Incorporant l'anthropologie, la sociologie, l'ethnomusicologie et ce que Thompson nomme une "bourse scolaire pour guérilla" (il dit : "laissons les crétins se débrouiller avec ça"), la carrière de Thompson tend vers une seule fin: un savant plaidoyer de la civilisation atlantique noire. Il passe sa vie à poursuivre ce frisson cérébral qui est de rendre cohérent et significatif tout ce qui est mal compris, ou vu comme aléatoire, superficiel ou obscur à son sujet. Comme un historien de l'art extrairait des plans détaillés de la basilique une compréhension de l'esprit médiéval ou de la statuaire romaine tardive une compréhension du déclin de l'empire, Thompson travaille sur l'iconographie de la salsa, les pas de danse, les vêtements, la sculpture, le geste et l'argot pour une définition de la négritude. Il aime montrer à quel point le "primitif" est sophistiqué. Comme archéologue, il donne vie à des artefacts; comme critique, il les déchiffre; et comme vrai croyant, il promeut leur valeur artistique et spirituelle.

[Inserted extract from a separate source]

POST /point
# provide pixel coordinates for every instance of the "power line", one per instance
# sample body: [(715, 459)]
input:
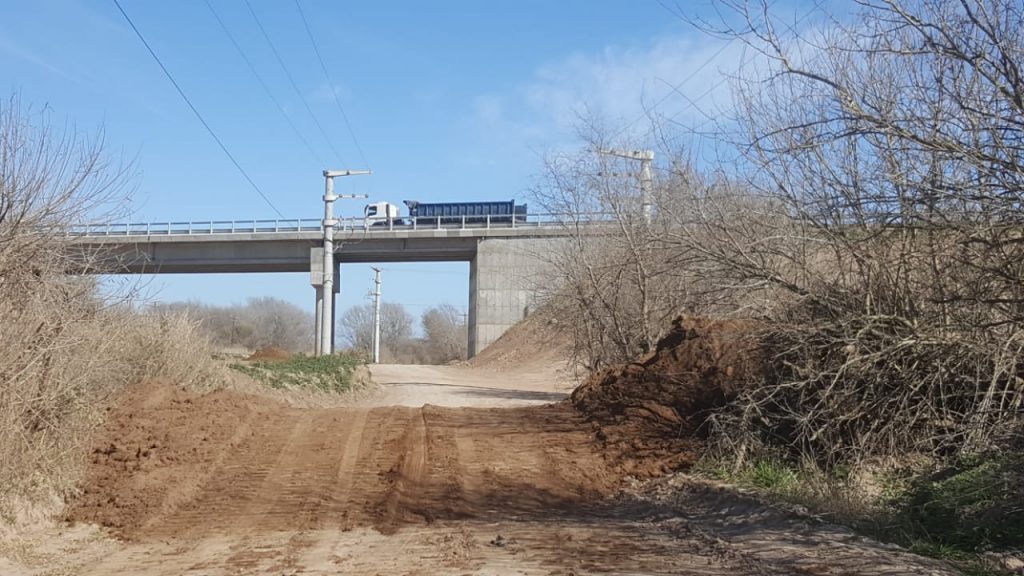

Le dernier livre de Thompson, Flash of the Spirit, explique les racines de l'influence africaine dans le Nouveau Monde. Il est une sorte de Baedeker du funk. Un critique a écrit: "Ce livre fait pour l'histoire de l'art ce que le dunk shot a fait pour le basket-ball."

Sous la manche droite de sa chemise Brooks Brothers, Bob Thompson porte le bracelet d'initiation en maille de fer de la divinité chasseuse de rivière Yoruba. Avec ses deux enfants, son récent divorce, ses études à Yale et Andover et ses 55 ans, il ressemble à un avocat d'entreprise en pleine forme ou à un brillant dirigeant pétrolier américain qui aurait mené une carrière polyglotte à l'étranger. Il vit à New Haven, dans le manoir géorgien du maître du collège, où l'on peut entendre le son des percussions résonner dans la cour.

En parallèle à Yale, ses élèves, des bonnes bouffes et de ses conférences, au travers de rencontres au coin de la rue et de conversations précieuses, Thompson fait du prosélytisme. Il enseigne à 100 ou 150 étudiants chaque trimestre et possède l'enthousiasme amusé d'un élève de premier cycle. Le reste de l'université connaît Thompson sous le nom de "Mambo". Pour clarifier ils diront même "noir comme Bob". Ce qui compte, c'est que le président de Yale, Bart Giamatti, brillant franc-tireur lui-même, admire suffisamment la singularité intrépide de Thompson pour l'avoir reconduit dans ses fonctions durant cinq ans.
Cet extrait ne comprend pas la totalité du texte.